Something I didn’t notice until after the publication of The Moon Cracks Open: A Field Guide to the Birds is the prevalence of Coyote dancing through those pages. I think, somehow, he and Crow are the two main characters of this story. I was already aware of Crow’s stature in my writing (he will show up in poems about anything — always an unannounced yet welcome guest). But Coyote is different.

At first, only his voice appears. He himself remains hidden. He’s heard first in “Federico Garcia Lorca Reminds me of Robert Frost,” a poem that seems to speak to the frailty of a life lived isolated from nature:

” … When a coyote knifes the darkness
you think of sirens …”

And then, nearly a dozen pages later, in “Southeast of Red Shirt”:

“… Coyote’s song rings in my ear
like the afterglow
of a lightning flash …”

In both poems, his voice comes at night, as a knife and as lightning. Both cutting the fabric of the darkened sky. But when we finally see him in the flesh, it is in the light of day:

“… They trick the sun as
Coyote tries to
but always gets distracted
by his own dancing shadow
(These being shadow, have none) …”

Here is being compared to his counterpart, his opposite, his double: the Crow. They spin around each other like the Yin and Yang elements of the Taoist symbol. Coyote is of the night, but brings day with his lightning flash. Crow is of the day, but made of night. Together they turn the wheel of the sky around the world.

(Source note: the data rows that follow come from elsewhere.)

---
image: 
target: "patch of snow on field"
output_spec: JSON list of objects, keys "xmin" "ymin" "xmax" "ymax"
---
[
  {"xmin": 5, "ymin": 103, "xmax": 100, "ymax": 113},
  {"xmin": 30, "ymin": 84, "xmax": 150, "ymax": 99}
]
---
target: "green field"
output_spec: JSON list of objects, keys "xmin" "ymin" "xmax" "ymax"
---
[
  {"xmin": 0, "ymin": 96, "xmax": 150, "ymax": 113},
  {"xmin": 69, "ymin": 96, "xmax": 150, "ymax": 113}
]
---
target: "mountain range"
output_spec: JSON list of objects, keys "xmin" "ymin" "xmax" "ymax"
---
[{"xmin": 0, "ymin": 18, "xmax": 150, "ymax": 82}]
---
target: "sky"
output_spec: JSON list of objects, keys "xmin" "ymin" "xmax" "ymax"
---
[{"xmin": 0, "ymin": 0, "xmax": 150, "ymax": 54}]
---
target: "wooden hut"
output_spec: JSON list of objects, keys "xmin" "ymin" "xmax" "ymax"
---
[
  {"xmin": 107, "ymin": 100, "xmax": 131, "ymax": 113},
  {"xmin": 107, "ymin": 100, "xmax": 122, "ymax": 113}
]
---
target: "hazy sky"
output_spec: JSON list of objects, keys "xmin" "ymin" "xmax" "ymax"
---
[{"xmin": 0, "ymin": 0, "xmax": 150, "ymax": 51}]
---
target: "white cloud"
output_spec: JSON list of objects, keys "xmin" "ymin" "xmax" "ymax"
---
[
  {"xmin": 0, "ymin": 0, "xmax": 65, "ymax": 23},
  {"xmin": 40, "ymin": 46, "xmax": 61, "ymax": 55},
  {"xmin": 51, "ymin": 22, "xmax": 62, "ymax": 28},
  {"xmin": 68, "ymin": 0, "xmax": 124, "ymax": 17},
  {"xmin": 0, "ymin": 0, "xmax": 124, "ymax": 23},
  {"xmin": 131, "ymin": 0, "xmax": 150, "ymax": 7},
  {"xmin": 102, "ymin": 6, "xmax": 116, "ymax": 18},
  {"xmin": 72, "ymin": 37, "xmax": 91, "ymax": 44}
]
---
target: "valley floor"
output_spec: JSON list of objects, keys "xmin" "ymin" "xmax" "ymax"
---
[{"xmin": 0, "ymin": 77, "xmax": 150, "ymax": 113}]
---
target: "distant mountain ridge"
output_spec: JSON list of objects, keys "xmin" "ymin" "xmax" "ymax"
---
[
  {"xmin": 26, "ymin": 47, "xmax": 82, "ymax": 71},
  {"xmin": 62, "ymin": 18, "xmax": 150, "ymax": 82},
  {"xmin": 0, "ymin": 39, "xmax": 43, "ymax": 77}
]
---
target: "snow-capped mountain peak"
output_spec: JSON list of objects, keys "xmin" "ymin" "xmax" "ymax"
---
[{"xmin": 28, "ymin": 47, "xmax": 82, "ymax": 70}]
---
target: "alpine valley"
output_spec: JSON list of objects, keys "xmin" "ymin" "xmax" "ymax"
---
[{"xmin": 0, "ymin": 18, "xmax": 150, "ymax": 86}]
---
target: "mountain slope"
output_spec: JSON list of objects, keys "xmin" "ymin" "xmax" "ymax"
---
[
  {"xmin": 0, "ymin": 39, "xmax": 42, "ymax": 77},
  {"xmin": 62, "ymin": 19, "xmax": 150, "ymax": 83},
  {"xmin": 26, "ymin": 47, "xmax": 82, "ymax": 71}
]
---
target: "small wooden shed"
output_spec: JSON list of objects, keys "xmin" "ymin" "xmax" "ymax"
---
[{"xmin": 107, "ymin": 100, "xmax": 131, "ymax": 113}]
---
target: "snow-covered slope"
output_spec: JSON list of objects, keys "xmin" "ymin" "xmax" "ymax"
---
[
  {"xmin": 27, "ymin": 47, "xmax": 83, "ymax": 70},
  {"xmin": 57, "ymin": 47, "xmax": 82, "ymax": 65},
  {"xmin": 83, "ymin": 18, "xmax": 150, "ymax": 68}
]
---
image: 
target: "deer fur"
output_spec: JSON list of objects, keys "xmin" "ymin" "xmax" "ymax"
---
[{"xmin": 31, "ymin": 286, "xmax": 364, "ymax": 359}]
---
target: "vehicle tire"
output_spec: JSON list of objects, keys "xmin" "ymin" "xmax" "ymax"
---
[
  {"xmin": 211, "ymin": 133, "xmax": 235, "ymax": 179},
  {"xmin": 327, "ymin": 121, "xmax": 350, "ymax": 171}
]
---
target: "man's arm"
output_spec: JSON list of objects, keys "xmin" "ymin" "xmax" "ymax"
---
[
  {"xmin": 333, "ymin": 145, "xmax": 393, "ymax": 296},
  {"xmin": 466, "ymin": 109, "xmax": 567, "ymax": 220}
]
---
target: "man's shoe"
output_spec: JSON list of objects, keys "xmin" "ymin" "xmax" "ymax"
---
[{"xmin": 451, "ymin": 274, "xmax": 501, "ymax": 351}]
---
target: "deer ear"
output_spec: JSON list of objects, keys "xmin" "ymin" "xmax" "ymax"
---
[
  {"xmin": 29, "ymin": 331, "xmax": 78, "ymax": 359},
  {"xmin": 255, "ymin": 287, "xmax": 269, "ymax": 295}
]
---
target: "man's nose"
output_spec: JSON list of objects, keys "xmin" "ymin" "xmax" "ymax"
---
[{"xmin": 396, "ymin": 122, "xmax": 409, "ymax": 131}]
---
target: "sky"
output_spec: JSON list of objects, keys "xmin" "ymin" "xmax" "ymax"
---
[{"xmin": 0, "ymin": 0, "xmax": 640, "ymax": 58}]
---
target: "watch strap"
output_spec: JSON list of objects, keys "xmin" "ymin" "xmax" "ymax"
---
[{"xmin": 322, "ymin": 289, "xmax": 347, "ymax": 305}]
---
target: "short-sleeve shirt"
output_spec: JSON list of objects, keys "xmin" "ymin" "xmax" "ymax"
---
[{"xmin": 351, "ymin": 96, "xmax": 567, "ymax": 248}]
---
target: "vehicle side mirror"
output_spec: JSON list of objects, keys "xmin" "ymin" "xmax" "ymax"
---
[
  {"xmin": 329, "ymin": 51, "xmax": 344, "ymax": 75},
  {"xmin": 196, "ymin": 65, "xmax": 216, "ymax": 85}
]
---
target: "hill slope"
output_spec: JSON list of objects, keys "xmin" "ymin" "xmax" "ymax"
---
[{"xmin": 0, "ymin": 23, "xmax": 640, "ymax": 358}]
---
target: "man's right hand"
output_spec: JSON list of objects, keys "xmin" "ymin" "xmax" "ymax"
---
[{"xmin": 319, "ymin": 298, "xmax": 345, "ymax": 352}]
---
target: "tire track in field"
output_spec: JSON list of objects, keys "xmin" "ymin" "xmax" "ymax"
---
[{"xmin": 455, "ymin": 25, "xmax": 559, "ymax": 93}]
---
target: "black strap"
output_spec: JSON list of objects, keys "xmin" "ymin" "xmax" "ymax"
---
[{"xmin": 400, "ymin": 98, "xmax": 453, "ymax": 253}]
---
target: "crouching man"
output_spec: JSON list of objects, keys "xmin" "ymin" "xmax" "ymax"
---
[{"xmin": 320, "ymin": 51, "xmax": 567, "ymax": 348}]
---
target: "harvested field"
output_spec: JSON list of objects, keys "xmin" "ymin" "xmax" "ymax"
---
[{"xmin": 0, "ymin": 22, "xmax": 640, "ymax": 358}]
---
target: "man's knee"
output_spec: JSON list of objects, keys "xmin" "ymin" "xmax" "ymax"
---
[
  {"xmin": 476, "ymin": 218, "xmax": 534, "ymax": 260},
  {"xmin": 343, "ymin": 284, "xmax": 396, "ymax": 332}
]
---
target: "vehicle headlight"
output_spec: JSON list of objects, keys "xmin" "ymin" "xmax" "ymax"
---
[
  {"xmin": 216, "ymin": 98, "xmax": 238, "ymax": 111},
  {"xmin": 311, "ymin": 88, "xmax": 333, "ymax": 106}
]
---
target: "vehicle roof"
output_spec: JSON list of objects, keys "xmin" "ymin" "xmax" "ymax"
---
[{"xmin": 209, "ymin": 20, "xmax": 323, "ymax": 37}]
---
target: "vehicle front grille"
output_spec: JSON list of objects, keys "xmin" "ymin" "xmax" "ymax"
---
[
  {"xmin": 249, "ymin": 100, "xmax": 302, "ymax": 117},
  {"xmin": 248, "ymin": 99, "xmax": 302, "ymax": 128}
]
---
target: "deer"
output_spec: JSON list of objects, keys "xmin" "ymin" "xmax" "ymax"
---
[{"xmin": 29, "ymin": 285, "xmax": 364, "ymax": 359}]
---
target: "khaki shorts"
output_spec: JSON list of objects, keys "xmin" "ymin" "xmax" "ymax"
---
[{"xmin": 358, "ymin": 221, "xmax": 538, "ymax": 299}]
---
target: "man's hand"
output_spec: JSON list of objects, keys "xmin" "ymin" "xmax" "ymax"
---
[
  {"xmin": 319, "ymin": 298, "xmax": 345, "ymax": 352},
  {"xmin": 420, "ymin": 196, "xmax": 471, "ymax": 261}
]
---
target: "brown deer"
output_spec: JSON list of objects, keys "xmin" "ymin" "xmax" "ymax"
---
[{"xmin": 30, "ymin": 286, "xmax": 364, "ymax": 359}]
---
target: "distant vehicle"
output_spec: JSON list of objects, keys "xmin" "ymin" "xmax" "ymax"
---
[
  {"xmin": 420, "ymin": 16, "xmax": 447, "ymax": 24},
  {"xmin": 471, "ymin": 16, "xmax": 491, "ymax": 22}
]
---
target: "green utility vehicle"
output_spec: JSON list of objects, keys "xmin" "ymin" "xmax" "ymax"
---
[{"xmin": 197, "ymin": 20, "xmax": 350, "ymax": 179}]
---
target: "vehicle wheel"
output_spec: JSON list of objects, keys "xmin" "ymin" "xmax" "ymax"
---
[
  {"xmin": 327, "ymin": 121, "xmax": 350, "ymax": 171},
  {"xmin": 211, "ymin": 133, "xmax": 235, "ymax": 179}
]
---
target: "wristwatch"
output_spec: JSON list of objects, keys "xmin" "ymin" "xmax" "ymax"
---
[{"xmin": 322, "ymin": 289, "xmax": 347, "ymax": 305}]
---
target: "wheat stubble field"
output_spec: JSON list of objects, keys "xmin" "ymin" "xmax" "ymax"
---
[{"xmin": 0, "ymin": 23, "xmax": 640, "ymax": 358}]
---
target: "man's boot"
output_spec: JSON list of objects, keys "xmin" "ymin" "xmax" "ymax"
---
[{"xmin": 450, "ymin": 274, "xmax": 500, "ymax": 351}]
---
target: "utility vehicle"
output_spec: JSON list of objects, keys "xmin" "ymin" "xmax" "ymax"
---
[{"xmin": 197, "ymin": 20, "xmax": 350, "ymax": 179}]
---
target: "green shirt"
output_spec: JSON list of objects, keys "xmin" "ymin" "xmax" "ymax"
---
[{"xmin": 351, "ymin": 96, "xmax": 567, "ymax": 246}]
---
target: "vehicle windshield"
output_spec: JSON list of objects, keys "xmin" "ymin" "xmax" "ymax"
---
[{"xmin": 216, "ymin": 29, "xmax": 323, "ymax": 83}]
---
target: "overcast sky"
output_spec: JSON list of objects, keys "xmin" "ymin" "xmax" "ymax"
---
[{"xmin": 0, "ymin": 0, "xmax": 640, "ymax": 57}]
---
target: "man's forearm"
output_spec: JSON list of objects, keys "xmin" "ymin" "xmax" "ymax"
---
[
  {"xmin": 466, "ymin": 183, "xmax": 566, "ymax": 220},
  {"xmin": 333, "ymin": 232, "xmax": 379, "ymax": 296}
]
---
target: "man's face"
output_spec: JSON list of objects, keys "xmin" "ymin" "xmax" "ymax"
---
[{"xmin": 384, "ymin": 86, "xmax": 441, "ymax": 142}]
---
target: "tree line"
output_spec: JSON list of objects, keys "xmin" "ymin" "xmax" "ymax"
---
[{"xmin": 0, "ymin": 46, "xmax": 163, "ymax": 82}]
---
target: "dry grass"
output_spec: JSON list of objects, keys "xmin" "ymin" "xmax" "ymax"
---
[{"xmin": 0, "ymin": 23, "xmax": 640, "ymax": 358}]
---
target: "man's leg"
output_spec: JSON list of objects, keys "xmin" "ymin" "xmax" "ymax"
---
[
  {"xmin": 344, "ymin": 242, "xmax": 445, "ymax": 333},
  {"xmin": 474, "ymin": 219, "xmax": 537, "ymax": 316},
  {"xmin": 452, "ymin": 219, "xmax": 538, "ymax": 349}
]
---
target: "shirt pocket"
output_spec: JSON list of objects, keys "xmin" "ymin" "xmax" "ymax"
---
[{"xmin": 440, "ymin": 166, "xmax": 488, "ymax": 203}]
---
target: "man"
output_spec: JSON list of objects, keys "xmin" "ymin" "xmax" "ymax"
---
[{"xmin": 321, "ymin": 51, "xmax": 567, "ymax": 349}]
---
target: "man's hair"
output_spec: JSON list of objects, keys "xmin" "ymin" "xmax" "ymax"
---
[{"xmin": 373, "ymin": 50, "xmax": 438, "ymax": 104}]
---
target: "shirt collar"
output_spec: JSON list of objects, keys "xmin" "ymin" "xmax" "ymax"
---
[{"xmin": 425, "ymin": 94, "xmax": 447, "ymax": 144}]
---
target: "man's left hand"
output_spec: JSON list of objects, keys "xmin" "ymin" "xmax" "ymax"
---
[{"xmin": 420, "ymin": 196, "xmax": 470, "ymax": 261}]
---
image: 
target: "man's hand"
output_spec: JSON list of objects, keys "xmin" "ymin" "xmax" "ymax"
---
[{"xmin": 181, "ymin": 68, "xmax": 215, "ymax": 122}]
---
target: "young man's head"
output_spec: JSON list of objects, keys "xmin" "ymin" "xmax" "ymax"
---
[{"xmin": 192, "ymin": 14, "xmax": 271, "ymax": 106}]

The final time we see Coyote, he is bringing day back into night; continuing the endless cycle of birth/death/birth. In “The Illness of Windows,” a northern junco has died by flying into the window near our feeders at Green Point Nature Center. The idea is that it is our human weakness that necessitates buildings, and therefore windows; and if it weren’t for this weakness, this illness, the bird would still be alive. But coyote enters at the very end of the poem to remind me that forms change, but Essence is eternal:

“… I place the stiffening body on the grass,
deciding against burial:
the coyotes, at least, have a love of glass.”